4.3. Comparison of TS-GA Versus Other Benchmark Algorithms
In this subsection, we first compare the performance of TS-GA and its benchmark grouping algorithms, while using Q-PDA as the position decision algorithm. Compared with the benchmark grouping algorithms, TS-GA has fewer associations, yet each association is effective. In the time-sharing system, the reduced number of associations allows UEs with better positions (which are close to drone and far away from Eve) to receive signals for a longer duration, consequently increasing the overall system secrecy rate.
In
Figure 5a, the channel gain of most UEs associated to drones is 0, which leads to a zero secrecy rate. This is because random-grouping does not consider the signal strength of the UE or the Eve and randomly selects a drone from those within the UE’s signal reception range. Unlike the random-grouping, as shown in
Figure 5b, the UE-channel-gain-grouping has each UE selects the drones with the highest channel gain as the association target. However, the secrecy performance of the system may degrade to zero if Eves have better channel gains from the drone than the associated UEs.

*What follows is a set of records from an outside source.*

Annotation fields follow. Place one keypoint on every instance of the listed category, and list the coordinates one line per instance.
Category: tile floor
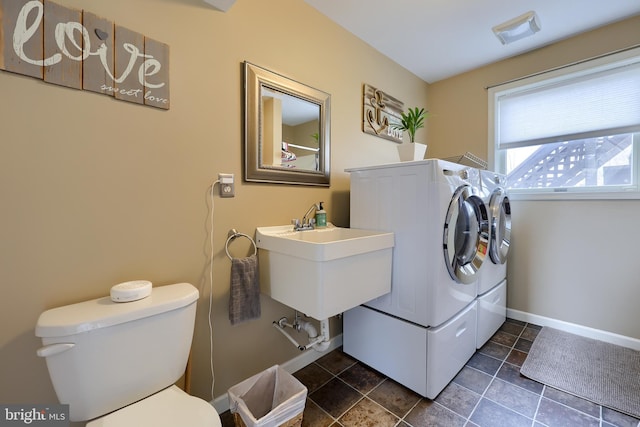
(487, 392)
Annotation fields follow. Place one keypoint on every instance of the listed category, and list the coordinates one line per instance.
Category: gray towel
(244, 301)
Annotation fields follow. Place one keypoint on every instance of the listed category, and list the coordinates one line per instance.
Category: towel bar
(233, 234)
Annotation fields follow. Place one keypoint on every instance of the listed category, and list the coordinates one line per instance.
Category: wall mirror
(287, 129)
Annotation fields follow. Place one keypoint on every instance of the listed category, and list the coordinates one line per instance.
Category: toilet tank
(103, 355)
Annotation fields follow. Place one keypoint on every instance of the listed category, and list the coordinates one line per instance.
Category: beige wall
(573, 261)
(96, 191)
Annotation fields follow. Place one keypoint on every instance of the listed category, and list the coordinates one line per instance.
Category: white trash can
(271, 398)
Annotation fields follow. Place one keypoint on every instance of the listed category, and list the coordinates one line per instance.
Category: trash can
(271, 398)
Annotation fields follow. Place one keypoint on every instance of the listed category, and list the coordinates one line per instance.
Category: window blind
(575, 106)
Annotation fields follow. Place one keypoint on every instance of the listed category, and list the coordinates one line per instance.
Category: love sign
(80, 50)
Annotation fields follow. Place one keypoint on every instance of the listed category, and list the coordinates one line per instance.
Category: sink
(326, 271)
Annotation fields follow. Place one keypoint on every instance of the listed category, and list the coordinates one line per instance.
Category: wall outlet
(227, 187)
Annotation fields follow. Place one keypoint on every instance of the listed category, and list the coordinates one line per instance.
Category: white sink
(326, 271)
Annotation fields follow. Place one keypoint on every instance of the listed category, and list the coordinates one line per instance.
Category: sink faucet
(305, 224)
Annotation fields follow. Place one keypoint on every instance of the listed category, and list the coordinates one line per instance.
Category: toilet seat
(169, 408)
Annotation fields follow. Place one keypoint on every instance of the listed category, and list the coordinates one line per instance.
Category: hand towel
(244, 299)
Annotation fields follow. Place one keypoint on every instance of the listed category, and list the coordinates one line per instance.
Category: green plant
(411, 121)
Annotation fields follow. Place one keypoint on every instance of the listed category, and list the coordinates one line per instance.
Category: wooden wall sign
(379, 111)
(77, 49)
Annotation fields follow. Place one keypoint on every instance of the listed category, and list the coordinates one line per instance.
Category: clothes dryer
(492, 282)
(424, 331)
(498, 208)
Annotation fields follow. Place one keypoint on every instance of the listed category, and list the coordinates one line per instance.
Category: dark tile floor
(487, 392)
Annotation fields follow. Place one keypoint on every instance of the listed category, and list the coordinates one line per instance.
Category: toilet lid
(169, 408)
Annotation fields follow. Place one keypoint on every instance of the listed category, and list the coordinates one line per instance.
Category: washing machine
(441, 227)
(492, 280)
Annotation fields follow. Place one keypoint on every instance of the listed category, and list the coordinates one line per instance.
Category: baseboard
(221, 403)
(576, 329)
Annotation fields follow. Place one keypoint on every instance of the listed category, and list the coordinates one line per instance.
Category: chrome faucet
(305, 224)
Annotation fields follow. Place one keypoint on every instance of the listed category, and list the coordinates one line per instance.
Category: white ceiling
(436, 39)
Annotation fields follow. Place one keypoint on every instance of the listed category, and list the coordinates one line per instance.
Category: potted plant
(410, 121)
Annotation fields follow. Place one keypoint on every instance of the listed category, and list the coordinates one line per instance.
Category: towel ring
(233, 234)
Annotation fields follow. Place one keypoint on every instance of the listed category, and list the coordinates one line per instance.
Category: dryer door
(500, 212)
(466, 235)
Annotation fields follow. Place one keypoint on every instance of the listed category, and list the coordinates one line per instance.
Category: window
(570, 133)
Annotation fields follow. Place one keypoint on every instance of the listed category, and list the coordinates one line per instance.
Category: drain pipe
(318, 343)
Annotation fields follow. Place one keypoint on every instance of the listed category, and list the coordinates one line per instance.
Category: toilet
(115, 364)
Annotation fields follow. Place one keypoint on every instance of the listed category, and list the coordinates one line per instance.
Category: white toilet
(116, 363)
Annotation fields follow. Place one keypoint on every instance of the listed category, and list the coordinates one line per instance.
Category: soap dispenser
(321, 216)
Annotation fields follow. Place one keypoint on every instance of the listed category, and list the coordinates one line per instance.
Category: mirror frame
(255, 78)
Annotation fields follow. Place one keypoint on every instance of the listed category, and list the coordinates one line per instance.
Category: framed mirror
(287, 130)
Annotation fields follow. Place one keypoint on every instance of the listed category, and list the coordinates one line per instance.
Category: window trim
(497, 156)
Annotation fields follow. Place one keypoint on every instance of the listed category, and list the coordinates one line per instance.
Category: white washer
(441, 233)
(423, 332)
(492, 282)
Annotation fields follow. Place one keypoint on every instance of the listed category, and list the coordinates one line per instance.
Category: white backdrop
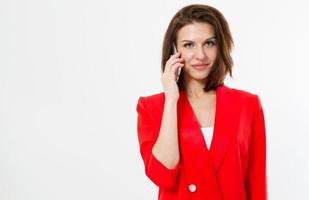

The channel-gain-grouping differs from the above two methods by taking the positions of the Eves into account. As shown in
Figure 5c, drones can only associate to UEs that are closer to it than Eve. By selecting a drone with a channel gain greater than the intercepted channel gain for each UE, the number of effective associations increases, thereby better than random-grouping and UE-channel-gain-grouping.
Then, in
Figure 6, the security performance of TS-GA varying with the transmit power is presented and compared with random-grouping, UE-channel-gain-grouping, and channel-gain-grouping. With an increase in the drones’ transmit power, the received SINR of the associated UEs rises, thus improving the system’s secrecy performance of TS-GA and benchmark algorithms.
By conducting a horizontal comparison of different subfigures, TS-GA outperforms random-grouping, UE-channel-gain-grouping, and channel-gain-grouping, reaching up to approximately 88 channel/use. This is because TS-GA focuses its search within the neighborhood of good-quality solutions to explore better candidates, thereby increasing the probability of finding the optimal solution. In
Figure 6c, when the channel-gain-grouping is employed instead of TS-GA, the performance improves slightly relative to random-grouping and UE-channel-gain-grouping but still cannot match TS-GA. This is because the channel-gain-grouping only prioritizes the “UE–drone–Eve distance” metric, while TS-GA explores multiple dimensions to generate more optimal groupings.
In
Figure 6a, when the random-grouping is employed instead of TS-GA, it merely selects a drone randomly from those within the UE’s signal reception range, leading to numerous invalid associations that fail to contribute to the security of the system. In
Figure 6b, when the UE-channel-gain-grouping is employed instead of TS-GA, it overlooks the threat of Eves. If an Eve has a better channel gain from the associated drone than the UE itself, the system’s security is severely compromised.
4.4. Compared with Exhaustive Search
As shown in
Figure 7, our simulation results show that the performance gap between our proposed algorithms and the global optimum is about 10%. In practical applications, this minor performance gap is often acceptable to gain orders of magnitude in speed and reduce energy consumption, which is critical for extending drone flight times. Q-PDA-Lite combined with TS-GA exhibits performance comparable to Q-PDA paired with TS-GA, while boasting lower complexity—making it well-suited for drone deployment. In this simulation, we employed 2 drones to serve 20 UEs, aiming to reduce the time required for the exhaustive search.